Now as his body accustomed itself to his work he could go back out after supper and take a few fares, and this allowed him to buy some chicken and vermicelli once a week, which he learned to cook in the stove in the back room of the lodging house where the families stayed. Then he could rest a little more, have his dinner and sit outside, where some of them sat to escape the heat. He did not really talk to them or learn their names, but a few times after such a meal he went with some of them to a wayang to hear the singing and see the fine costumes, and then he felt the same kind of wonder he felt at the nonya's clothing. The wayang was not necessary in any way, just a thing whose only purpose was pleasure and beauty.
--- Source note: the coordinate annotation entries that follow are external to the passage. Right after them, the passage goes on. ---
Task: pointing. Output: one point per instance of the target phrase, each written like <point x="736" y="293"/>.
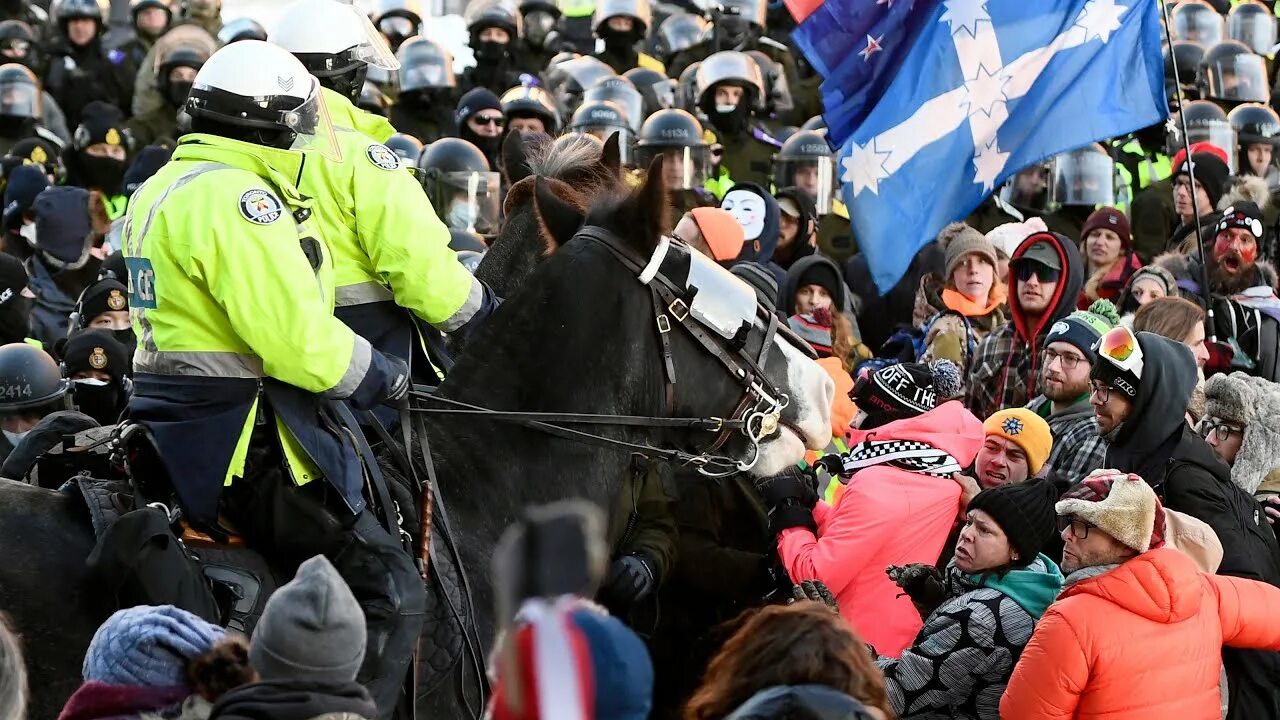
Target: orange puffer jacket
<point x="1141" y="642"/>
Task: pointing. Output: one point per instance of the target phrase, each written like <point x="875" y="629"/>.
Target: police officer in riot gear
<point x="621" y="24"/>
<point x="462" y="186"/>
<point x="681" y="141"/>
<point x="338" y="45"/>
<point x="496" y="28"/>
<point x="1232" y="73"/>
<point x="31" y="387"/>
<point x="730" y="91"/>
<point x="250" y="335"/>
<point x="530" y="110"/>
<point x="398" y="19"/>
<point x="428" y="87"/>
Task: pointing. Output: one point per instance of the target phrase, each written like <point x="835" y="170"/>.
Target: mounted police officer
<point x="428" y="87"/>
<point x="730" y="90"/>
<point x="389" y="251"/>
<point x="240" y="356"/>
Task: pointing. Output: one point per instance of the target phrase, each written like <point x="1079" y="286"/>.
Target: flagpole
<point x="1191" y="171"/>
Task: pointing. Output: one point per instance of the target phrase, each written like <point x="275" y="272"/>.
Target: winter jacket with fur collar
<point x="1141" y="642"/>
<point x="983" y="624"/>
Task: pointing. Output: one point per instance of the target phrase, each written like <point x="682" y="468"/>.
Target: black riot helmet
<point x="807" y="162"/>
<point x="18" y="39"/>
<point x="30" y="381"/>
<point x="461" y="186"/>
<point x="531" y="101"/>
<point x="1255" y="124"/>
<point x="425" y="65"/>
<point x="680" y="32"/>
<point x="19" y="92"/>
<point x="241" y="28"/>
<point x="679" y="137"/>
<point x="408" y="147"/>
<point x="657" y="90"/>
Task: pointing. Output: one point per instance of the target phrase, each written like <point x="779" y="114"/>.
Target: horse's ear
<point x="653" y="203"/>
<point x="558" y="218"/>
<point x="611" y="158"/>
<point x="515" y="159"/>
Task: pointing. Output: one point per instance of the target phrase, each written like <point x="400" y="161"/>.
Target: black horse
<point x="577" y="336"/>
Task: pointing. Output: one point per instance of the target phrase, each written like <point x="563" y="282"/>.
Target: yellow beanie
<point x="1027" y="429"/>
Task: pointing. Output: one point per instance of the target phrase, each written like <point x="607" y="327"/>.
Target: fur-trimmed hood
<point x="1255" y="404"/>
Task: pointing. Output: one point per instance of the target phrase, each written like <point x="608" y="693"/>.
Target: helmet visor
<point x="471" y="201"/>
<point x="1256" y="30"/>
<point x="682" y="168"/>
<point x="1239" y="77"/>
<point x="814" y="176"/>
<point x="1083" y="178"/>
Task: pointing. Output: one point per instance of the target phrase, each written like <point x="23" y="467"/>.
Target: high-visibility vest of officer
<point x="232" y="290"/>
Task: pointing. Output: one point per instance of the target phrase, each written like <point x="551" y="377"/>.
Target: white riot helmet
<point x="336" y="42"/>
<point x="256" y="86"/>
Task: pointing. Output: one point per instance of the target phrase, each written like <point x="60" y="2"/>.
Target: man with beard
<point x="1064" y="383"/>
<point x="480" y="121"/>
<point x="1141" y="390"/>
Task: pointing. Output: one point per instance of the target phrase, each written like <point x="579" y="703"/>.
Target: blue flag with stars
<point x="986" y="89"/>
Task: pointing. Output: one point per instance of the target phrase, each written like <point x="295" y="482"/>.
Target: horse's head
<point x="553" y="182"/>
<point x="720" y="352"/>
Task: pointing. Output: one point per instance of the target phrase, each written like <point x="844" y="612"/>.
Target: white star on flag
<point x="873" y="45"/>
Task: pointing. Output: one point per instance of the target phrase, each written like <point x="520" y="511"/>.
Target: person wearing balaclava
<point x="105" y="306"/>
<point x="99" y="368"/>
<point x="16" y="300"/>
<point x="480" y="122"/>
<point x="69" y="222"/>
<point x="24" y="185"/>
<point x="100" y="155"/>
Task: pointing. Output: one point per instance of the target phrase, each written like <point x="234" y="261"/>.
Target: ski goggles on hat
<point x="1120" y="347"/>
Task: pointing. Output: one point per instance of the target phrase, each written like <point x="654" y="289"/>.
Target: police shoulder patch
<point x="260" y="206"/>
<point x="383" y="156"/>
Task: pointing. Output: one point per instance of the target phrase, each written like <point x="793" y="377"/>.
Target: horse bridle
<point x="757" y="415"/>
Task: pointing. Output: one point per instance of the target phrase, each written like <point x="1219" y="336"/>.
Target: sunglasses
<point x="1120" y="347"/>
<point x="1027" y="268"/>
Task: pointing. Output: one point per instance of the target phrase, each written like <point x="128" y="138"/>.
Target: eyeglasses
<point x="1120" y="347"/>
<point x="1219" y="428"/>
<point x="1027" y="268"/>
<point x="1079" y="528"/>
<point x="1069" y="360"/>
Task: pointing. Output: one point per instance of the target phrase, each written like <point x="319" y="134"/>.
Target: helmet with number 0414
<point x="461" y="186"/>
<point x="30" y="379"/>
<point x="336" y="42"/>
<point x="260" y="92"/>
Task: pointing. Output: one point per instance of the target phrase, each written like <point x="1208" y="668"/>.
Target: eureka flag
<point x="988" y="87"/>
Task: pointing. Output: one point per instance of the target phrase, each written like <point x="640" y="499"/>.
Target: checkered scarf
<point x="901" y="454"/>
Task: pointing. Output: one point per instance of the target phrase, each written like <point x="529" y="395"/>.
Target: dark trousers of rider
<point x="289" y="524"/>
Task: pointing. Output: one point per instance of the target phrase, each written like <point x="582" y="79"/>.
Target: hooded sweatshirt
<point x="1002" y="372"/>
<point x="984" y="623"/>
<point x="886" y="516"/>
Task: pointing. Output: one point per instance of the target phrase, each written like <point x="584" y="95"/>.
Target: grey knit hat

Now in the early morning or at dusk, if he was between fares and he passed a temple, he might put his rickshaw down and sit at the back as the monks were chanting. Sometimes there was a likeness of Kwan Yin in the temple and he was very happy to see her, as if he'd run into an old friend, or maybe his grandmother, who had wanted nothing from him except to delight in his presence. Sometimes it was the Thousand Hand Kwan Yin, the Child-sending Kwan Yin, or the Fish-Basket Kwan Yin, but there was always a softness in her face and in the folds of her robe, and it was said that every likeness followed you with her eyes. This was a sign that she understood the depths of your sorrow, and knew what kind of mercy to bestow. Kwan Yin had this power as a bodhisattva. She had been on the cusp of enlightenment when she suddenly heard the anguished cries of the world and decided to renounce her Buddhahood until all sentient beings had been liberated.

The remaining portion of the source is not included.